Session 1 - Monday, 12 March 2007 - 6:30 p.m.
Inigo Jones's Queen's House: a Renaissance villa at Greenwich Palace, 1616 to 1640     » more information

Session 2– Wednesday, 14 March 2007 - 6:30 p.m.
Inigo Jones, John Webb, Sir Christopher Wren and the London scenic playhouse, 1630 to 1675     » more information


Portrait by Sir Anthony van Dyck

Dr Gordon Higgott is a historian in the research department of English Heritage, England’s national conservation body. An authority on Inigo Jones, he was co-author (with John Harris) of Inigo Jones: Complete Architectural Drawings (1989) and co-curator of the accompanying exhibition at the Drawing Center, New York, and the Royal Academy of Arts in London.  His recent published work includes studies of Jones’s Queen’s House, Greenwich, and Sir Christopher Wren’s designs for St Paul’s Cathedral.  He is currently preparing a catalogue of the English Baroque drawings at Sir John Soane’s Museum and a publication on the design history of Greenwich Royal Hospital.

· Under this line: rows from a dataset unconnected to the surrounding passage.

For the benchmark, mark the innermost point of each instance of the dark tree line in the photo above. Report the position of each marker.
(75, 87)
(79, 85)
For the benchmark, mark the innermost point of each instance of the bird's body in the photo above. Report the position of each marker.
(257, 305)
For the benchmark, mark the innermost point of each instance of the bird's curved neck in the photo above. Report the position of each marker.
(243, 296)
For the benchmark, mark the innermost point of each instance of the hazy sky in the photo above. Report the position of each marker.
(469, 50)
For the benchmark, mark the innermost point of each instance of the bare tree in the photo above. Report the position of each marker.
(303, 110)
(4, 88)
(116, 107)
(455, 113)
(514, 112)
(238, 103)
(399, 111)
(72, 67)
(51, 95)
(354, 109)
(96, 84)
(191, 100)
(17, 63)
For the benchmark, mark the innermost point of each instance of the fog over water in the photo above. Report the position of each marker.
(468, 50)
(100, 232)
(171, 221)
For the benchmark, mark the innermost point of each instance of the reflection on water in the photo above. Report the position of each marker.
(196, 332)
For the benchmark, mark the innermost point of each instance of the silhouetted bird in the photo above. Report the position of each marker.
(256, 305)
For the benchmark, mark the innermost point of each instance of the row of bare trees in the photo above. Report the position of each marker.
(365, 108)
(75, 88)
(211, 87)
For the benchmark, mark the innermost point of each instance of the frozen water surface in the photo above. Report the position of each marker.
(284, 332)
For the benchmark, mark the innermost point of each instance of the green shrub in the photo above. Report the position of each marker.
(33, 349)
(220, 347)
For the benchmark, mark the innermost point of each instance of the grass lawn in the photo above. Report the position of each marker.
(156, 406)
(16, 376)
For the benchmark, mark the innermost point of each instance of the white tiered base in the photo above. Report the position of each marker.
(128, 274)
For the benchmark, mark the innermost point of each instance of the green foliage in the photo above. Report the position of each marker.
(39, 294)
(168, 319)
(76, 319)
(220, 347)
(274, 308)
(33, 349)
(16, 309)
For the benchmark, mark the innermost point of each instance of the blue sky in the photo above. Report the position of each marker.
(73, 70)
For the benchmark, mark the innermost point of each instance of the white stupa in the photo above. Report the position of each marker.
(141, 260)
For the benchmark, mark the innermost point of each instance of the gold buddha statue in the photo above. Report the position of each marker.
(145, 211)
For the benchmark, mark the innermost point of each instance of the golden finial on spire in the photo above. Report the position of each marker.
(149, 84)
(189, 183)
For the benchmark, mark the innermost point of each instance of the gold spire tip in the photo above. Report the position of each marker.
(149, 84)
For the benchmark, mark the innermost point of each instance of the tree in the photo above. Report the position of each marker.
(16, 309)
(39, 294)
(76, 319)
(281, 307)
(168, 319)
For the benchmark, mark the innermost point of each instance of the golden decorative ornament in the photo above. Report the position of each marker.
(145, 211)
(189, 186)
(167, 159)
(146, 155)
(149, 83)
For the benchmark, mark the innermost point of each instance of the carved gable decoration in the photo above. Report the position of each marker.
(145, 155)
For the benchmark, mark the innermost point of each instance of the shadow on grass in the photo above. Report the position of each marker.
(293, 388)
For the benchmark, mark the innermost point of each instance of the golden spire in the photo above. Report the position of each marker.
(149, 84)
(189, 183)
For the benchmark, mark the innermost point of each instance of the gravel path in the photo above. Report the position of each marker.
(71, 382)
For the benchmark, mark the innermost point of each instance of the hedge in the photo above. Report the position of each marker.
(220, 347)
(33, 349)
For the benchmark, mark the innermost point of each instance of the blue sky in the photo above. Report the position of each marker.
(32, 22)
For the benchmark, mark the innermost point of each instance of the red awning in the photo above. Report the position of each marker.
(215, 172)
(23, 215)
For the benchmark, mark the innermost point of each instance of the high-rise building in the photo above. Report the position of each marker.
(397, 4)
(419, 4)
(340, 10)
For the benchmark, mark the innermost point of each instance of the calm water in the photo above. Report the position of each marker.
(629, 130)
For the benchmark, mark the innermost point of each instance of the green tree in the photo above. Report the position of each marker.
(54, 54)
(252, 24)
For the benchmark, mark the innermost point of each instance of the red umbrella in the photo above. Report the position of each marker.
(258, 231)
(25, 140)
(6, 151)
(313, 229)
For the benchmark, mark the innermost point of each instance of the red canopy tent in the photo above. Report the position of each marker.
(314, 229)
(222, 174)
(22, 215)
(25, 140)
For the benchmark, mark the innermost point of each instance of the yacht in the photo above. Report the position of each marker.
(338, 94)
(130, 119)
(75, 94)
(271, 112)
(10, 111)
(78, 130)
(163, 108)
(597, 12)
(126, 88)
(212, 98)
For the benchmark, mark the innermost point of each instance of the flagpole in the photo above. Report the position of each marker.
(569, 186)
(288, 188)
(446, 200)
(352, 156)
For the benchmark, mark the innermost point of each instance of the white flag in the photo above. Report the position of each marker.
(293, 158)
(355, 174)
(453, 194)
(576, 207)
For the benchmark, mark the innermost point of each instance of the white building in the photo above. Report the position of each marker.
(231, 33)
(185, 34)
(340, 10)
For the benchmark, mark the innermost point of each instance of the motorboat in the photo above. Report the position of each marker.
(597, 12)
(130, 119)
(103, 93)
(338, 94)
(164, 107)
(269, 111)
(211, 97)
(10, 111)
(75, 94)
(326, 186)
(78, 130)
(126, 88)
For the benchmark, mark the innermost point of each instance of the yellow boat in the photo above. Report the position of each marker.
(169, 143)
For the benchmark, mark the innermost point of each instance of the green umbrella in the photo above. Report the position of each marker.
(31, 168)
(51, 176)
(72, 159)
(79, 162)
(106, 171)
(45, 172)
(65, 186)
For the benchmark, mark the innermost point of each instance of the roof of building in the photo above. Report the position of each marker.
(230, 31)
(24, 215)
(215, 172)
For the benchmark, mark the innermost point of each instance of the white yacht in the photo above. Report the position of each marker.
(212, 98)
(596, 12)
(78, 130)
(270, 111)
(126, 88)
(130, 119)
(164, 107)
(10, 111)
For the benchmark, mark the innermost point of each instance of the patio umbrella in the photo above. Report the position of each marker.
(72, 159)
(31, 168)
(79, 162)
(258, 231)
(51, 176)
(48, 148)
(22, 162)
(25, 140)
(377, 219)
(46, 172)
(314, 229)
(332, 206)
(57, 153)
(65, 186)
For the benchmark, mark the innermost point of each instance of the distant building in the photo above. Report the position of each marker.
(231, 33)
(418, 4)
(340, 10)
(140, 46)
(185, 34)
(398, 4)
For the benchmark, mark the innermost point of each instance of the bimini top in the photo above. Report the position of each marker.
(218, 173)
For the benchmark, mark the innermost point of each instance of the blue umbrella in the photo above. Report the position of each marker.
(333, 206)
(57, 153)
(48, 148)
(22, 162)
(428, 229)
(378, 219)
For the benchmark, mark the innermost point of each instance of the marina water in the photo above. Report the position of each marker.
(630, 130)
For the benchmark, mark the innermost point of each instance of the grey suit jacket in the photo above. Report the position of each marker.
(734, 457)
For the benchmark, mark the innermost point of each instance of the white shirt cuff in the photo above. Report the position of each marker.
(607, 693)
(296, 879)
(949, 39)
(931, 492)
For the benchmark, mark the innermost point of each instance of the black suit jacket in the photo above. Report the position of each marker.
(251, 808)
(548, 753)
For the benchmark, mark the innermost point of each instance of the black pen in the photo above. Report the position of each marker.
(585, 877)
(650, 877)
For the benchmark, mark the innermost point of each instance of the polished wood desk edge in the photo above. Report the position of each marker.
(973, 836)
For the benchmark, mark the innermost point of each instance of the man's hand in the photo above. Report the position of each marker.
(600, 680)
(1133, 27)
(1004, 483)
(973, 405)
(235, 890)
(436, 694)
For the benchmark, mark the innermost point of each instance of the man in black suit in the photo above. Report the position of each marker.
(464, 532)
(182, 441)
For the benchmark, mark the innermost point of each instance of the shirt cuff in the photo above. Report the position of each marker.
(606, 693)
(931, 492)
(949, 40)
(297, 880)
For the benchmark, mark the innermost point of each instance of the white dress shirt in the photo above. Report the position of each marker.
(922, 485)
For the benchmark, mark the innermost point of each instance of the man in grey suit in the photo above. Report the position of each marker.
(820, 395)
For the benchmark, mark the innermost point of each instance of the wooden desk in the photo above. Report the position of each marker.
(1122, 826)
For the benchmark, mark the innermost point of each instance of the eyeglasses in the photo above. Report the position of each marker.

Session 1 - Monday, 12 March 2007 - 6:30 p.m.
Inigo Jones's Queen's House: a Renaissance villa at Greenwich Palace, 1616 to 1640
The Queen’s House has long been celebrated as the fount of the classical tradition in British architecture.  Begun in 1616 for Queen Anne of Denmark as a pavilion straddling the road between the garden of Greenwich Palace and the royal hunting park, it was Inigo Jones’s first major royal building after his tour of Italy in 1613-14 and his earliest essay in the villa manner of Palladio and Scamozzi.  But although Jones started by designing a Palladian villa, the building he finished for Charles I’s French queen, Henrietta Maria, in the 1640, after a break in construction following Anne’s death in 1619, is far removed in character from the Italian suburban or rural house.  Most extraordinary of all is the 40-feet cube hall on the north side, facing the palace, with its beamed ceiling framing Orazio Gentileschi’s paintings of Peace and Arts under the English Crown.  What was the purpose of this hall, and how did Jones intend the building to be entered and used?  Following extensive research on the drawings and archaeology of the Queen’s House, Gordon Higgott will explain how Jones modified his original designs for the building in 1616 and adapted them later to satisfy the functional and artistic aspirations of Henrietta Maria.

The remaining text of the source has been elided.